Spidey swings between awkward, stuttering teenager and suave superhero


Andrew Garfield as Peter Parker/Spiderman
Emma Stone as Gwen Stacy
Rhys Irfans as Dr Curt Connors/Lizard
Denis Leary as Cpt. George Stacy
Chris Zylka as Flash Gordon
Sally Field and Martin Sheen as Aunt May and Uncle Ben
and Campbell Scott and Embeth Davidtz as Richard Parker and Mary Parker

I swear that there are two Peter Parkers in this movie. There’s the stuttering, awkward teenager with goofy hair and then, there’s the smooth, smartarse vigilante crime fighter that is Spiderman. I have no idea why Gwen Stacy even likes him in his teenager form, but she does. That’s the most illogical thing in this reboot.

In the beginning, there were three Spiderman movies with Tobey Maguire as Spidey and Kirsten Dunst as Mary Jane Watson. Trouble is, they weren’t very good and all the bad guys died. The worst of the lot was Spiderman 3, when Venom turned Peter Parker into the most unconvincing goth since Barbie donned black.

Meet Andrew Garfield’s Peter Parker. He has wild hair, he is supposed to be smart, but goofy and possesses the biggest grin since Heath Ledger’s Joker in The Dark Knight and he’s monumentally socially awkward. The perfect teenager. Except his face does not look like a corner shop margherita pizza. Meet his high school’s most beautiful girl, Gwen Stacy, who is for some unknown reason attracted to said goofy, awkward and stuttering boy, never able to complete sentences in her presence.
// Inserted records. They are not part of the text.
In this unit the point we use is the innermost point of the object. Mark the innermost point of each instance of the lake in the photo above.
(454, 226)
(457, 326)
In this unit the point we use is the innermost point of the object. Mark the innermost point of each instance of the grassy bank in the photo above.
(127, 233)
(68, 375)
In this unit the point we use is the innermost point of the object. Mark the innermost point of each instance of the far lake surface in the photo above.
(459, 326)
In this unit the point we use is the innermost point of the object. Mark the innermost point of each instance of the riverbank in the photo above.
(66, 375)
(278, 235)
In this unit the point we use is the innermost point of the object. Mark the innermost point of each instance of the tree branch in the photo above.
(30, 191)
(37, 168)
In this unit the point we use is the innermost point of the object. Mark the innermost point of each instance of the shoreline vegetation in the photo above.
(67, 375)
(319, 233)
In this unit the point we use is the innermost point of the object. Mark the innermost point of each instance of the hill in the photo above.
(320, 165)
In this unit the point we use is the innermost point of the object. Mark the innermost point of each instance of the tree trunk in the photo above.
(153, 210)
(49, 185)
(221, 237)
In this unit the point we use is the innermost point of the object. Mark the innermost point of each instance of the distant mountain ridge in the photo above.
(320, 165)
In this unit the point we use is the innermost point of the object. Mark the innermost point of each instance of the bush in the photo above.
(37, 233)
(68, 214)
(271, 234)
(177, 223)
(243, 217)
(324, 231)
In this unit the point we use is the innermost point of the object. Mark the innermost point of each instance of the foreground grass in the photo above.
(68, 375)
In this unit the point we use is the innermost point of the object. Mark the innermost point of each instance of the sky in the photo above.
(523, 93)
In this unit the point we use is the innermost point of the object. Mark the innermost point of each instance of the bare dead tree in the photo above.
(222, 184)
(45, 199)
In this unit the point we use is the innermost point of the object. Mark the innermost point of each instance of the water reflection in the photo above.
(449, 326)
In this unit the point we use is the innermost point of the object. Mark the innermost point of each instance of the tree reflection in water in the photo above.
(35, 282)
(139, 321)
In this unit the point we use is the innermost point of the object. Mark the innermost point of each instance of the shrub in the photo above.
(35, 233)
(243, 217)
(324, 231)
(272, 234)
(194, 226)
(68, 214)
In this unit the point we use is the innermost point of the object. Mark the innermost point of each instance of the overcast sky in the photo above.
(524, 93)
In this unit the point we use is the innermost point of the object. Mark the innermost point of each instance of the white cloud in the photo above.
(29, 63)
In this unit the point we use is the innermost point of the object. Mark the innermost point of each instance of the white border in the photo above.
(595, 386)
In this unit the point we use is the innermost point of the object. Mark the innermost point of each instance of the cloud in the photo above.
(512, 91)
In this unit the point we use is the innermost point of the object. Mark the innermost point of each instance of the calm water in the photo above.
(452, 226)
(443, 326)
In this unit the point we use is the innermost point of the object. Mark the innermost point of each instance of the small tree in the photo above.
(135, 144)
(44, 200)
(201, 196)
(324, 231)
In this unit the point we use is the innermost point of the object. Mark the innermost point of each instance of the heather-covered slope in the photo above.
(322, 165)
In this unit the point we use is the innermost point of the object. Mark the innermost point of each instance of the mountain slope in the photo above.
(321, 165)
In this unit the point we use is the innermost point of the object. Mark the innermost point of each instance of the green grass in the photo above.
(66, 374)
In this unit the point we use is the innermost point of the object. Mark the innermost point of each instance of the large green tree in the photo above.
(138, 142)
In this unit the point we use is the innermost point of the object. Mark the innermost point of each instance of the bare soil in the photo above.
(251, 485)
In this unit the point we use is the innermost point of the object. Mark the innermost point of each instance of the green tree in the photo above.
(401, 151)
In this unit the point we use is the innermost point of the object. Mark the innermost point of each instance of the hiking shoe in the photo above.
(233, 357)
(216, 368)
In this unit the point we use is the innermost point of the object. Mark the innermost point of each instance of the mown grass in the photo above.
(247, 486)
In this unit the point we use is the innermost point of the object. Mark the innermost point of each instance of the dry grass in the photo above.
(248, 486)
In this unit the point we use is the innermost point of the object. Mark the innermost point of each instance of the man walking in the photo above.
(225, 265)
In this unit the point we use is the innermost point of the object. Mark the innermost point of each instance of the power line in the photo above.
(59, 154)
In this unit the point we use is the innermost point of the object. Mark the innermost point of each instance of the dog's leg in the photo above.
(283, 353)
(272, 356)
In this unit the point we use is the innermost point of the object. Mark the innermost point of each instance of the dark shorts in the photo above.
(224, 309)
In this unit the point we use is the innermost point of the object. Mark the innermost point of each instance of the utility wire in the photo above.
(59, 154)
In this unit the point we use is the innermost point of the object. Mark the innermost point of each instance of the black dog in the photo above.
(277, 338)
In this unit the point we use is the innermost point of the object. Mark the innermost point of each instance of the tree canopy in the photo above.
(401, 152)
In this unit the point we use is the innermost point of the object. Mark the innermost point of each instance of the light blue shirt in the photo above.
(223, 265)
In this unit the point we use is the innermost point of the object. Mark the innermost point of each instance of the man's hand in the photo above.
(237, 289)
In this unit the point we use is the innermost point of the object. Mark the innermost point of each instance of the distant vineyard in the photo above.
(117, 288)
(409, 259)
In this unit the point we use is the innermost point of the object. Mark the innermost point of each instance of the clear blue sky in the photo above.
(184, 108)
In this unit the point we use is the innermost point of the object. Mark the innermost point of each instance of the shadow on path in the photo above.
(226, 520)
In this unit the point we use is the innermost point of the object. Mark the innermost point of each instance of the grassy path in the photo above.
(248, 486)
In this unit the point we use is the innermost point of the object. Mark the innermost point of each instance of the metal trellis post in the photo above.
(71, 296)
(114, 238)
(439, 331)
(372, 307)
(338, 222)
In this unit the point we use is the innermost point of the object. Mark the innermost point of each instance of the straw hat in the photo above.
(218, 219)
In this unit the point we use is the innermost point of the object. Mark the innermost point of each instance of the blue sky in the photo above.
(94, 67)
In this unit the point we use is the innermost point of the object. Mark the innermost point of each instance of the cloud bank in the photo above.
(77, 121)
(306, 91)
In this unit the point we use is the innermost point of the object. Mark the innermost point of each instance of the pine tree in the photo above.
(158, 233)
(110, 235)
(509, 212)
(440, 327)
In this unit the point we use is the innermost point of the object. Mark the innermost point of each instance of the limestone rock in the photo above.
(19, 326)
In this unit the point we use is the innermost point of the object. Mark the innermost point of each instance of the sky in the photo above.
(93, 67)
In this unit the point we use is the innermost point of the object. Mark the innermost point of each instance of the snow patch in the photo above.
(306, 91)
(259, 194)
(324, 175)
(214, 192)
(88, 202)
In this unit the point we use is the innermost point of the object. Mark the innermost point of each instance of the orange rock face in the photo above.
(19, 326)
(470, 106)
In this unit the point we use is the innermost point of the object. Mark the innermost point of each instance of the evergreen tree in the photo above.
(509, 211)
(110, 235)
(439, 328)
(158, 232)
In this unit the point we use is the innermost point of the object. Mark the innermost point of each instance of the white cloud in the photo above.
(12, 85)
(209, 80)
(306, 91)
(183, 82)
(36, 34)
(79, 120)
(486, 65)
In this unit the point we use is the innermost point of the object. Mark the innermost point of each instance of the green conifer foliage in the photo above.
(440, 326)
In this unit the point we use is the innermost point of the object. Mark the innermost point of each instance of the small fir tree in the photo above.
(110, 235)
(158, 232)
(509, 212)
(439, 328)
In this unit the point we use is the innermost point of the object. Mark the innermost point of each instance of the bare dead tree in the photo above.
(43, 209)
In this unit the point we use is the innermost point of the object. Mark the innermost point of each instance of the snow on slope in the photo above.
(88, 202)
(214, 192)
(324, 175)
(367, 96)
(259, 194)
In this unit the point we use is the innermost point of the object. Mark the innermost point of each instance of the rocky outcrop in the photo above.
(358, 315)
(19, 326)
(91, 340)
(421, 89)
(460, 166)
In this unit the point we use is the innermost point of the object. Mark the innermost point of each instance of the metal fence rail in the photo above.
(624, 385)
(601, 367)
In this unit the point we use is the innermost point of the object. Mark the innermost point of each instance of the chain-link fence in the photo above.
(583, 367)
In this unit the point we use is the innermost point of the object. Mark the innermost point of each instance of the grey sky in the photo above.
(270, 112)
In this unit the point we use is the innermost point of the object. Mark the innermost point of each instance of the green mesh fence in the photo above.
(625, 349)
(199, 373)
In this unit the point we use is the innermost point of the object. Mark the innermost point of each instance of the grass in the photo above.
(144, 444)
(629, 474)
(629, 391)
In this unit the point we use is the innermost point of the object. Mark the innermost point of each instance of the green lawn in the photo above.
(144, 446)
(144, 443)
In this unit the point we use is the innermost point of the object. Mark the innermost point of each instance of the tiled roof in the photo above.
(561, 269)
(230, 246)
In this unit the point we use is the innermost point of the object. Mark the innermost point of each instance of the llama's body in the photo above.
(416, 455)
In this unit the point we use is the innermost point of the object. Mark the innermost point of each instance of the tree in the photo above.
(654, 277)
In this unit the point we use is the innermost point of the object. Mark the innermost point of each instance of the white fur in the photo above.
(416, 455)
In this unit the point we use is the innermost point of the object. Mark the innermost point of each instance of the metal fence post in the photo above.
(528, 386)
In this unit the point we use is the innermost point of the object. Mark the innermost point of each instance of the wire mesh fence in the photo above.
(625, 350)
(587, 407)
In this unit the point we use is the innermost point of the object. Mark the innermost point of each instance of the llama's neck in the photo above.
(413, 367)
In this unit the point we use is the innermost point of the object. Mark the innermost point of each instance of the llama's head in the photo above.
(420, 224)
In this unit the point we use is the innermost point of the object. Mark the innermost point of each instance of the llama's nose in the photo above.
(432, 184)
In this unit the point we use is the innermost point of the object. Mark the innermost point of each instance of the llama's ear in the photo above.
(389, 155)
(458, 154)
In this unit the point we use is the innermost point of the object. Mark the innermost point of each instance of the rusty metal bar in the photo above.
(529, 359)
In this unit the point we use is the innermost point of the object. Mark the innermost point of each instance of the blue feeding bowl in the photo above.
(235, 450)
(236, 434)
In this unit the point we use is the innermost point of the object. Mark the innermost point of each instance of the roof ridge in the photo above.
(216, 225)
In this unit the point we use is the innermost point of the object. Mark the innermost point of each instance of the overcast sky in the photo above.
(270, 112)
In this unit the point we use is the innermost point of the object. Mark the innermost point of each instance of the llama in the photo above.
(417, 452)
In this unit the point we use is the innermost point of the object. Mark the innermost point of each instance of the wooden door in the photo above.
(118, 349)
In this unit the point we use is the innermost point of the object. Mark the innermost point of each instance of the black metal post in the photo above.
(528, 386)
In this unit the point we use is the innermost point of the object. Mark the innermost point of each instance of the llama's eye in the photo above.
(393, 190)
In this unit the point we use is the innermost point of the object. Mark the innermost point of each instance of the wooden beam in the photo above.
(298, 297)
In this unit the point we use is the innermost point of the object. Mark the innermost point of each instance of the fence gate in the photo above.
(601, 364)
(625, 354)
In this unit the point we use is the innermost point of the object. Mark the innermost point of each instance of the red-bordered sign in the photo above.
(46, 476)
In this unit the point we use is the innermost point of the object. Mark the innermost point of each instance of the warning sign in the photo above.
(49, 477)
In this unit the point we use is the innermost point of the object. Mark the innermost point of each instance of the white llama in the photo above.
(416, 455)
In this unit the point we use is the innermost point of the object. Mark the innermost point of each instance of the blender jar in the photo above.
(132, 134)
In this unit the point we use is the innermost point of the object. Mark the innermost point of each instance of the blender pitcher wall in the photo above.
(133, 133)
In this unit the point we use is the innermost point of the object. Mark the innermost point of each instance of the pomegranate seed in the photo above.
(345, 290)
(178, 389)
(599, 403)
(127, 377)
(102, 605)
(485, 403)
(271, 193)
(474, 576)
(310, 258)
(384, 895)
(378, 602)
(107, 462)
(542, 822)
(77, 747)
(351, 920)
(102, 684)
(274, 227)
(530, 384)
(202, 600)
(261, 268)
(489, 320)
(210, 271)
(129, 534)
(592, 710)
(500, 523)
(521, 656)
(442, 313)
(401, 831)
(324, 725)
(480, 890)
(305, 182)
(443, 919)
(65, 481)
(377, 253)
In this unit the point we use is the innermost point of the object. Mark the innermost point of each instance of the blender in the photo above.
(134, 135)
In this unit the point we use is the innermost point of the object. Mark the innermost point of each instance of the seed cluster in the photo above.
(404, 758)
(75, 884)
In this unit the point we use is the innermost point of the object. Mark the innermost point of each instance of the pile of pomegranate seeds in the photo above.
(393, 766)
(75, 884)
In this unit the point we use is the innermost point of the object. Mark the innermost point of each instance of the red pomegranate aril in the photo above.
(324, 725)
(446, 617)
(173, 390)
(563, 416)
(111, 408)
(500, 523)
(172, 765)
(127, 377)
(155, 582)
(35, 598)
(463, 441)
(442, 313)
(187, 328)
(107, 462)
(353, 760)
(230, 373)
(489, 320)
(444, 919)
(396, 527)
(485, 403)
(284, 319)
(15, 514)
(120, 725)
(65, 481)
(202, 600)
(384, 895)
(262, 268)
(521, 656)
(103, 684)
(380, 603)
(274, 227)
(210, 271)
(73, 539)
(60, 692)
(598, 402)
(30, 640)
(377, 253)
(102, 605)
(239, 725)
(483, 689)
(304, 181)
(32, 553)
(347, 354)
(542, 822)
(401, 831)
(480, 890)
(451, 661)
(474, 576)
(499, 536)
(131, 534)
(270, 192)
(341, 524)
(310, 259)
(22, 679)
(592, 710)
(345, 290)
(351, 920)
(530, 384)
Aside from that though, there is a well crafted origin story for Spiderman with some detail differences, along the same themes as the other Spidermen out there. Uncle Ben is shot by a criminal that Peter could have stopped with his superpowers. Oscorp still looms large of course and is a constant feature in any Spiderman story. In this case, the movie’s archvillain transforms between Lizard which, is a powerful reptilian creature capable of regenerating limbs and Dr Curt Connors, a brilliant genetic specialist with only one arm who is also a mentor to both Peter and Gwen.

You may think that I’m criticizing Andrew Garfield’s performance, but I’m not. I thought he made a great Peter Parker and really brought out the awkward teenager far better than Maguire. It was also a welcome return for the canister based web shooters that were removed in favour of arm holes in the first movies. The only thing is, that for Peter to have made the arm web shooters, which, by the way are far too small to make the amount of goo they spit out, he must have been pretty smart. Except that up until that point, he’s not depicted as especially intellectually talented. He was however, very good on his skateboard. Slight logic leap there.

So, in summary, The Amazing Spiderman is a decent superhero movie and far better than its forebears. The central characters and their motivations are certainly better fleshed out thanks to a longer run time and the fact that Spiderman seems to be a lot more vulnerable and easily exposed is a plus for the movie. Here’s to the sequel coming out later this year!


This is the Spidey we all wanted to see. Apart from the awkward stuttering.

Should I watch it?

It’s a good action movie with a tinge of “with power comes responsiblity” lecturing. Take your kids to watch it. Hopefully they’ll learn something.